Holy Scripture testifies to the Holy Spirit while speaking of the very beginning of Creation: The earth was without form and void, and darkness was upon the face of the deep; and the Spirit of God was moving over the face of the waters (Gen. 1:2). Further in Holy Scripture the Holy Spirit is mentioned frequently, disclosing His divine attributes. The Holy Spirit is the True God (Acts 5:3-4). He is glorified equally with the Father and the Son (Matt. 28:19), He is All-Knowing (John 14:26; 1 Cor. 2:10-11), Everywhere-Present (Rom. 8:9), Eternal (John 14:6), and Omnipotent (1 Cor.12:7-11). Creative activity is inherent in Him (Gen. 1:2; Ps. 32:6; Job 33:4), He regenerates souls, cleanses men of their sins and sanctifies them (John 3:5-6; 1 Cor. 6:11), and is the world’s Providence (Ps. 104:30). The Creed calls the Holy Spirit the Giver of Life, because through His activity man becomes a partaker in life eternal in God.
The distinctive property of the Third Person of the Trinity the Holy Spirit is that He proceeds from God the Father, Who, according to St. Maximus the Confessor, confers His one nature upon the Son and upon the Holy Spirit alike, in Whom it remains one and undivided, not distributed, while being differently conferred; for the procession of the Holy Spirit from the Father is not identical with the generation of the Son by the same Father. The procession of the Holy Spirit from the Father is eternal and comprises the Spirit’s personal property, belonging to Him alone as the Third Person of the Trinity.
The Orthodox Church has always preserved and will continue to preserve unaltered the Undivided Church’s teaching on the Holy Spirit’s personal property the eternal procession of the Spirit from the Father the definition of the Second Ecumenical Council and the teaching of the Church Fathers in the spirit and power of Holy Scripture. She preserves untouched the formulation of the Creed as set out by the first two Ecumenical Councils. The Fathers of the following Ecumenical Councils forbade any alterations in the Creed through addition or deduction of any new words.

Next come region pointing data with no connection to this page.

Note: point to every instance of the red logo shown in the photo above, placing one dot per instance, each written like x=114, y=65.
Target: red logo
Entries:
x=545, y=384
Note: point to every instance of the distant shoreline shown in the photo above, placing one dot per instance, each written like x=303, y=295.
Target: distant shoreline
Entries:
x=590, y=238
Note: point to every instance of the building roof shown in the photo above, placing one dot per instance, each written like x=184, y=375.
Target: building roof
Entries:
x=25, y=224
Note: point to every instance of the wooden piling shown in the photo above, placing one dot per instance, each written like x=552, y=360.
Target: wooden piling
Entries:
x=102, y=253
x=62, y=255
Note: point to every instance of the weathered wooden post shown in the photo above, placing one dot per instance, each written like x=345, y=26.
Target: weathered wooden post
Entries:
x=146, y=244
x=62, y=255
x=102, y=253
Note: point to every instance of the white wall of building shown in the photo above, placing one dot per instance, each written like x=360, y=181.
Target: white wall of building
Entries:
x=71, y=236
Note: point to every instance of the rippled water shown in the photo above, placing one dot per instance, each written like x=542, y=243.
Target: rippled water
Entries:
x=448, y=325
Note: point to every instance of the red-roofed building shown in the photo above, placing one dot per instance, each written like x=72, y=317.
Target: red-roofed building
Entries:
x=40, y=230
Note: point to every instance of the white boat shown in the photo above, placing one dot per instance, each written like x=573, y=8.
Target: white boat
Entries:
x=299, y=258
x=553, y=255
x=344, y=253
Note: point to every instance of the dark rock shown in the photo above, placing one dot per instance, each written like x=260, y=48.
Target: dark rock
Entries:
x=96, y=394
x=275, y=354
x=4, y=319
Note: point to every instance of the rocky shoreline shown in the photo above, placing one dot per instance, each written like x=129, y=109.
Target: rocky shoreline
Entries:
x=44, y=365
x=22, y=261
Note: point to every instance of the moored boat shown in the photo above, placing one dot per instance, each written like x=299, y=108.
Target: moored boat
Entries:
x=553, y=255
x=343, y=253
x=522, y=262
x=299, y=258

As Holy Scripture teaches, the Father creates everything by the Son in the Holy Spirit.
According to St. Cyril of Alexandria,
it is the Father Who acts, but by the Son in the Spirit; the Son also acts, but as the power of the Father, inasmuch as He is from Him and in Him according to His own Person. The Spirit also acts, for He is the All-Powerful Spirit of the Father and of the Son.
The Holy Spirit participated with the Father and the Son in the creation of the world, for by the word of the Lord were the heavens made; and all the host of them by the breath of His mouth (Ps. 33:6), and of man (Gen. 1:26-27) .The Holy Spirit bore witness of Himself through the Prophets and the chosen men of God, proclaimed the Lord’s Truth and Will to God’s people, and disclosed the coming Messiah in the prototypes: No prophecy ever came by the impulse of man, but men, moved by the Holy Spirit, spoke from God (2 Pet. 1:21).
The action of the Holy Spirit never ceased in the world, but it was only with the coming of Christ the Savior into the world that the fullness of God’s saving grace was made accessible to men. And from His fullness have we all received, grace upon grace (John 1:16).
The Holy Spirit was revealed to the world in a special way on the day of the founding of Christ’s Church Pentecost when He descended upon the Holy Apostles in the form of tongues of fire (Acts 2). From that charismatic moment to the present the Holy Spirit abides in the Church as Christ Himself bears witness: And I will pray the Father, and He will give you another Comforter, to be with you forever, even the Spirit of Truth (John 14:16).
Everything in the Church is filled with the Holy Spirit. The action of His grace abides in every sacrament of the Church and extends to all forms of divine service. In the Holy Eucharist, the supreme sanctifying moment in the Church’s daily liturgical service, the prayers and rites are linked, above all, with the invocation of the Holy Spirit. The Church prays that through Holy Communion we may commune with the Holy Spirit; that we, having partaken of the Holy Gifts, may bear the living Christ in our hearts and be temples of the Holy Spirit.